Good points, Tyler. The drivers are not especially bad around here– certainly no more than elsewhere. Nice thought about the cause of the difficulties.
Also, I’ve never lacked for things to do. “There’s nothing to do here” is actually code for, “My favorite kind of clubs aren’t here, and it’s harder to get drunk and high here.” Although that’s not even true, really.
Thank you!! Well said. I must admit that I miss Utah–especially when my kindergarten-er recently came home from school having learned the f-word. Billboards and radio talk shows are generally quite tame compared to other markets and I do miss all of the cultural/educational/recreational activities that abound–many of them very inexpensive or free. Though there is some hypocrisy/”I’m better that you” attitude in certain segments, I think that happens whenever you have large groups of similar people together–no matter what the culture. Also, the number of students at the local elementary school from foreign countries is unreal. There is a lot to be admired about a family friendly location that is also economically strong in the private and public sectors. Another question worth looking into: What % of Utah county speaks more than one language? (Disregarding the MTC of course.)
Gah. Sorry to hear about Gideon, Jen. That’s ridiculous. How did he like the taste of soap?
It’s true that there is some holier-than-thou stuff, but really, in all fairness, I see that everywhere. It’s Utah’s version of racism.
Totally true about the languages.
1. How do you figure Utah is the best-run state in the Union? That strikes me as debatable at best.
2. Over 92% of Utah is white. That’s a lot, by any standard.
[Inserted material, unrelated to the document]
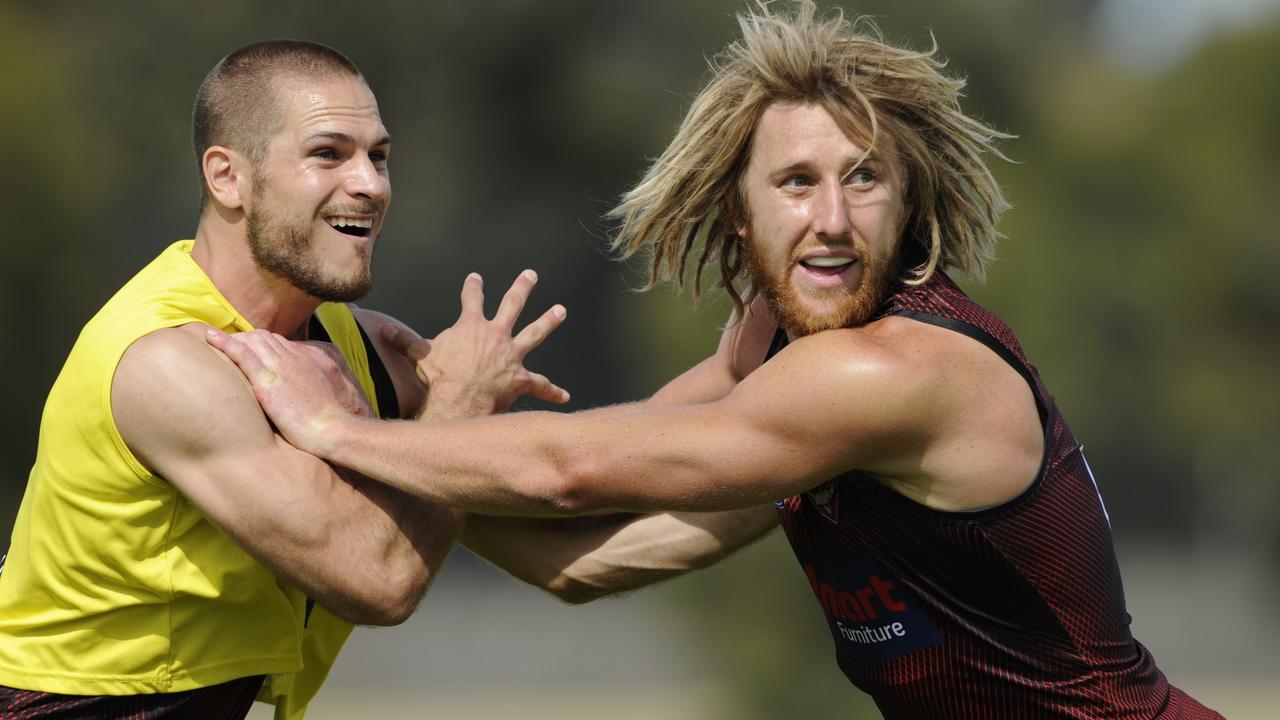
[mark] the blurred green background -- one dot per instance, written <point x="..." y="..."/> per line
<point x="1138" y="270"/>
3. Barta Heiner was in my ward when I lived in Provo. Do you know if her speech is available online anywhere? I would love to read it.
4. I don’t live in Utah anymore, and don’t ever anticipate doing so again, but I enjoyed living in Utah and don’t begrudge anyone the privilege.
Oh: And I can’t find your Twitter feed linked to anywhere. What is it?
Hey Theric. I’ve been to your site– good stuff.
1. Yeah, I should’ve been more clear. Best shape fiscally. Best run overall? Very debatable indeed.
2. Looks like reliable info. In the bigger towns, that’s not so obvious any more. In the smaller towns, still very clear.
3. I looked around for it. Our stake is the Provo East Stake, and I think the conference was in 2007 or 2008. I couldn’t find anything, but feel free to try.
4. I love Utah. Where do you live now?
Oh, and my twitter feed is just twitter.com/jaredgarrett. Still trying to get that widget up on here.
That was my stake too! Although they’ve rearranged all the ward boundaries since I was there. Which made returning to visit with friends impossible, but I really think the new strips down the hills will make for healthier wards.
I currently live in the San Francisco Bay Area and I wish it weren’t so dang expensive because it is home as no other place has been. We’re hoping to leave for gradschool next fall and then we hope to return.
But I really did love my years in Utah, though for philosophical reasons I prefer living in areas where Mormons are more scarce. (Although scarcity is certainly a relative term. We have about twenty stakes here so it’s not like we never run into fellow Mormons.)
I enjoy visiting San Francisco; family there and I like the ocean breezes and hills. I’m glad you’ve found a home there.
We returned to the area the same week that all of the wards were rearranged in the East Stake. It’s working really well; very solid wards with even slices of demographics. Our ward still sees about a 30-40% turnover every year, but we can handle it.
I’m curious about the philosophical reasons for wanting to live where Mormons are more scarce, but I can restrain that curiosity.
I’ve many reasons, but as a parent looking back at my own childhood, I think — to risk a tautology — it’s easier to be peculiar where peculiarity is peculiar. If you know what I mean. And I want my kids to confront and own their peculiarity soon and often.